RIP1-IN-1 is an orally bioavailable RIP1 inhibitor with a high binding affinity (Kd: 110 nM). This compound exhibits significant activity against necroptosis and effectively suppresses necrosome formation by inhibiting the phosphorylation of RIP1, RIP3, and MLKL pathways. RIP1-IN-1 can inhibit necroptosis and is applicable in research on acute liver injury.

RIPK1:110 nM(Kd)

RIP1-IN-1 (Compound N-1) is a potent inhibitor of necroptosis in both HT-29 and U937 cells induced by Z-VAD-FMK, demonstrating dose-dependent effects at concentrations of 0-1.6 μM over 5-24 hours. In HT-29 cells, RIP1-IN-1 exhibits strong antinecroptotic activity with a CC₅₀ of over 50 μM and an EC₅₀ of 8.8 nM. It effectively inhibits the phosphorylation of RIP1 and RIP3 at 0.4 μM within 2-6 hours, showing a time-dependent suppression of the downstream target MLKL. Additionally, RIP1-IN-1 (0.097-400 nM for 5 hours) displays dose-responsive inhibition of RIP1/3 and MLKL phosphorylation. At 400 nM for 6 hours, it suppresses necrosome formation induced by TSZ in HT-29 cells via blocking the phosphorylation pathway of RIP1/RIP3/MLKL, thereby exhibiting antinecroptotic activity.
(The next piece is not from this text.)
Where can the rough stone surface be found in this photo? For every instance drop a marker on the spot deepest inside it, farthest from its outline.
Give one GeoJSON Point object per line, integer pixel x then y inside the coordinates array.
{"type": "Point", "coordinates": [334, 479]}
RIP1-IN-1 (Compound N-1) exhibits antinecroptotic properties in mice with systemic inflammatory response syndrome (SIRS) when administered orally at doses of 1, 3, and 5 mg/kg. Additionally, at a dose of 3 mg/kg administered orally once daily for 14 consecutive days, it shows protective effects against acute liver injury in a carbon tetrachloride (CCl4)-induced mouse model. Lastly, RIP1-IN-1 demonstrates a short half-life and high clearance rate when given orally at 10 mg/kg to Sprague-Dawley rats.